22 heures. La garde rapprochée d’Emmanuel Macron commence à former une haie d’honneur, bras dessus, bras dessous. Il y a la famille Trogneux, les grands enfants de sa femme Brigitte, les Bercy boys et son équipe de campagne. Jean Pisani-Ferry affiche un sourire de bonze oriental, sac dos nonchalamment porté sur une épaule comme s’il venait de terminer une randonnée. Echarpe blanche autour du cou et écouteur à une oreille, Ismaël Emelien, l’éminence grise macroniste, sourit rapidement avant de replonger sur son téléphone portable. Comme s’il téléguidait quelqu’un. On se fait la bise, on s’embrasse, mais les effusions restent mesurées.

22h17. Macron apparaît. Il monte sur scène, à l’américaine, c’est-à-dire en couple, avec Brigitte Macron, tailleur gris et talons hauts. Le candidat lève les deux bras. Son épouse en soutien un, comme si Macron était un boxeur qui vient de gagner par KO. Le message est clair, comme avec les Clinton en 1992 (autres icônes de la «troisième voie»), c’est un couple qui l'a emporté, même si Brigitte Macron fait signe avec les mains, en mode «non, non, je vous jure, ce n’est pas moi la star». Elle va s’asseoir à côté de la scène avec ses deux filles. Les trois blondes se font mitrailler par leur paparazzi maison de l’agence photo Bestimage, pendant qu’Emmanuel Macron se lance dans son discours. Quand il la mentionne, la foule scande «Brigitte, Brigitte, Brigitte!».

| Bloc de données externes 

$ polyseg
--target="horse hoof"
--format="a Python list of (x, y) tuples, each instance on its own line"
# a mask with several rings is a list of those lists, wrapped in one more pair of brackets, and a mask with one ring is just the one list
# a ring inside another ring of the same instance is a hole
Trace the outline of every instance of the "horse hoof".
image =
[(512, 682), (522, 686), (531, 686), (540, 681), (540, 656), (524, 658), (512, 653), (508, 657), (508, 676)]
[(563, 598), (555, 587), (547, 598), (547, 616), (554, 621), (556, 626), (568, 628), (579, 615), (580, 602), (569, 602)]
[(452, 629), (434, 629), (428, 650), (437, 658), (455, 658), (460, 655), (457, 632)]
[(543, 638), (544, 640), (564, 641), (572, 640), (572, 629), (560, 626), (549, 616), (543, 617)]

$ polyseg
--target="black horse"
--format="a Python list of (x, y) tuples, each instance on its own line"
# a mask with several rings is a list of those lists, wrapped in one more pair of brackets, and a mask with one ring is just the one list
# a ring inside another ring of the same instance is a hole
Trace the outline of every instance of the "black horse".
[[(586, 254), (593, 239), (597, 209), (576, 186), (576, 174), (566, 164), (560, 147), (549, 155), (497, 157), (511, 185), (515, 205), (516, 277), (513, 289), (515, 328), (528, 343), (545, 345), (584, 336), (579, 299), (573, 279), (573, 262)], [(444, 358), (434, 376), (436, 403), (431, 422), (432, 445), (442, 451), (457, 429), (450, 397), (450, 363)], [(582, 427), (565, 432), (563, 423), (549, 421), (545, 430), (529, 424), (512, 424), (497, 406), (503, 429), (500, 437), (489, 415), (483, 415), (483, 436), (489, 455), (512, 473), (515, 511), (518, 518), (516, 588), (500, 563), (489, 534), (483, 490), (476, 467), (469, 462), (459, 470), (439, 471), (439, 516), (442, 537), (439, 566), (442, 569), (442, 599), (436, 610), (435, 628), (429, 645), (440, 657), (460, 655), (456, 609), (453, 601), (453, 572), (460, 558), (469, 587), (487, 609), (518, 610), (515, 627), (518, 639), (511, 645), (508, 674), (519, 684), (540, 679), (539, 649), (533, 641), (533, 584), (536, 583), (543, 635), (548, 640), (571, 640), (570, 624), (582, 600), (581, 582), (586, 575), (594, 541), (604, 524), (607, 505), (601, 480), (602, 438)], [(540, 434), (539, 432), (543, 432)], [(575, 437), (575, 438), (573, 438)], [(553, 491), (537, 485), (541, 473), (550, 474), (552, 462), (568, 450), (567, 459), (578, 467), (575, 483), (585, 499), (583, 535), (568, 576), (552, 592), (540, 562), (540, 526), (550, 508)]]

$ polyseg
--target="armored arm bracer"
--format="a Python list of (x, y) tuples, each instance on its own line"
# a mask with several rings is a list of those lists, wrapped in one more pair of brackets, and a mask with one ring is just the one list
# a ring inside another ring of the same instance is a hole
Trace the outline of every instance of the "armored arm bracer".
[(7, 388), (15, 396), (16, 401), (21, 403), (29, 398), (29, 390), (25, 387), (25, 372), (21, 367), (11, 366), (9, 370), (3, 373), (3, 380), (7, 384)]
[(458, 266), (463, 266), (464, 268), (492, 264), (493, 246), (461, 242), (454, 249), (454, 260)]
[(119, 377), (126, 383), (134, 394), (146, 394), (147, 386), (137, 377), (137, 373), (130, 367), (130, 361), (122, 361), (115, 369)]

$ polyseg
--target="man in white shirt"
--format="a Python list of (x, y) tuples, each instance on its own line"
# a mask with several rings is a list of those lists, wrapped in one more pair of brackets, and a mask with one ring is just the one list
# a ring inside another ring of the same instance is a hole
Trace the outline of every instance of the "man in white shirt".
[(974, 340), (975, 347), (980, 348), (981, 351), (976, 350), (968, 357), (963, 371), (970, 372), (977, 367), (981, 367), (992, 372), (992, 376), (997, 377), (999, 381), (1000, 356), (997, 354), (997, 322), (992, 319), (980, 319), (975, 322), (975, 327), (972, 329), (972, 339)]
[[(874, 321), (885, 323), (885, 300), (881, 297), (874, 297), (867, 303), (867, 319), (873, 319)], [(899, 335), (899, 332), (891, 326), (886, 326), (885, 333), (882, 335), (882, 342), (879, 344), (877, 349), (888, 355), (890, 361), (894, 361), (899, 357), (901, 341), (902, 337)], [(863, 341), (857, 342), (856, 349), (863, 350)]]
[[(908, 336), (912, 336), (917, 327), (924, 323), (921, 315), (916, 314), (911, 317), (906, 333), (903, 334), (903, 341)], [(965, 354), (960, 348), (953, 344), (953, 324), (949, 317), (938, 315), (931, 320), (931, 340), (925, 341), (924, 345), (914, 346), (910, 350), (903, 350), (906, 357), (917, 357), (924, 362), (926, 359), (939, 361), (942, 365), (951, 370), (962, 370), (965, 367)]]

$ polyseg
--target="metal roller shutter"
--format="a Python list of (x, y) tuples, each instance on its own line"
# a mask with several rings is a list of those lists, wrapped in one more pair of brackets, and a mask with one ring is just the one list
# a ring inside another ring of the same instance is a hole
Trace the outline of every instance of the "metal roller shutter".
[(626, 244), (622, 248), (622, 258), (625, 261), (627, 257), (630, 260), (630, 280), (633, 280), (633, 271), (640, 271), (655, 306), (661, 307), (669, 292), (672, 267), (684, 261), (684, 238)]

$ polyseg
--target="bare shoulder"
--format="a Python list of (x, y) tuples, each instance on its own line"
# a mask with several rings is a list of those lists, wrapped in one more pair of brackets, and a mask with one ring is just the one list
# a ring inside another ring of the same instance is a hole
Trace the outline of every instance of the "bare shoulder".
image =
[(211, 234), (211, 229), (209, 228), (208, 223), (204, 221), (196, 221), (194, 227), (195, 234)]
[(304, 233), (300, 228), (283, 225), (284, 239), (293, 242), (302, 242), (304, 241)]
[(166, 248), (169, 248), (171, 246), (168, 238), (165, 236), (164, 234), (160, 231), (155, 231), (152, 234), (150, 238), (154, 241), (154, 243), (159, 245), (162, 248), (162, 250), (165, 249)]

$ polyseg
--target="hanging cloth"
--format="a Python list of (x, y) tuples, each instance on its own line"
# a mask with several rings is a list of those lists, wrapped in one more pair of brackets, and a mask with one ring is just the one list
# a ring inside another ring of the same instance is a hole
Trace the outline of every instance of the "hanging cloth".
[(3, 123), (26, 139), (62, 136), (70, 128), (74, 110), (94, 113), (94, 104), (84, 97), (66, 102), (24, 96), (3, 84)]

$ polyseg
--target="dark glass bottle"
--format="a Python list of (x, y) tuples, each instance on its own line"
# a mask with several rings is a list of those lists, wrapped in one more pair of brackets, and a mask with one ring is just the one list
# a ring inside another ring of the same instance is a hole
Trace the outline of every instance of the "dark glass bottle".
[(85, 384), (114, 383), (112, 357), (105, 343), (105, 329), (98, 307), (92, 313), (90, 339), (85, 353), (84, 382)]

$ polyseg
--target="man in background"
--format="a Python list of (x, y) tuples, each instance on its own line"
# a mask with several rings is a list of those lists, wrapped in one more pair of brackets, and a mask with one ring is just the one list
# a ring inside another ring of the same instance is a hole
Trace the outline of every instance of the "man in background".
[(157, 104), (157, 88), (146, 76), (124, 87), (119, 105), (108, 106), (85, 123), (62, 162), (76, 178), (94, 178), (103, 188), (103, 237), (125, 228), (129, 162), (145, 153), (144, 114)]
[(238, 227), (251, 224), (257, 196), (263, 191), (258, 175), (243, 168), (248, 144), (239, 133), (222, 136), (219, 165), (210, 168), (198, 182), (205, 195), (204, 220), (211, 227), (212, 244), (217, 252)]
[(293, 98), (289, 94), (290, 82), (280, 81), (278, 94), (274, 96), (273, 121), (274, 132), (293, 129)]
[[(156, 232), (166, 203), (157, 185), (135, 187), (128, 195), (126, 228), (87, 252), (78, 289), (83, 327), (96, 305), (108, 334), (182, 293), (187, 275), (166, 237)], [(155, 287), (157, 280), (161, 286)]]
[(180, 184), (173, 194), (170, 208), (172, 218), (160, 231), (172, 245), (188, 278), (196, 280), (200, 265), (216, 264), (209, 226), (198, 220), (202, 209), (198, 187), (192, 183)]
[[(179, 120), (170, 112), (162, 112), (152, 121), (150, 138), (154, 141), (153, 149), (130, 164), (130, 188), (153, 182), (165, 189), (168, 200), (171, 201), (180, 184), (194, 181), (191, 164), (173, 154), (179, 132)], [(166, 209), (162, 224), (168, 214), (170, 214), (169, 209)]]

Marie-George, start-uppeuse de 29 ans, adore le fait que Macron ait une femme de plus de vingt ans son aîné. «Vous imaginez la force de conviction de cet homme face au qu’en-dira-t-on ? Politiquement, il tiendra.» Brigitte Macron comme référence politico-féministe? «Ce sera une présidence à deux têtes, enfin c’est comme ça que je le comprends. Ce couple symbolise l’idéologie d’Emmanuel Macron, le fait qu’on peut dépasser les clivages, la norme.»

«Pas une lubie»

L’ex-ministre de l’Economie fait applaudir les candidats défaits du premier tour, ce qui lui évite de mentionner Marine Le Pen. Il déroule un discours lisse, toujours un brin évangéliste («vous les marcheurs, vous avez fait mentir les assis») et avide en oxymores plus ou moins poétiques (voire à deux doigts de la contrepèterie foireuse), comme lorsqu’il évoque la «joie grave et lucide» qui «l’habite». Macron donne l’air de déjà savourer la victoire, d’enjamber le second tour. En marche, se félicite-t-il, n’est donc «pas un rêve, une lubie ou une bulle, mais une volonté acharnée et bienveillante». Il se projette dans les législatives, veut «construire une majorité de gouvernement. Chacune et chacun peut y avoir sa place». Un référent souffle, «Ah là-dessus, on a du boulot…»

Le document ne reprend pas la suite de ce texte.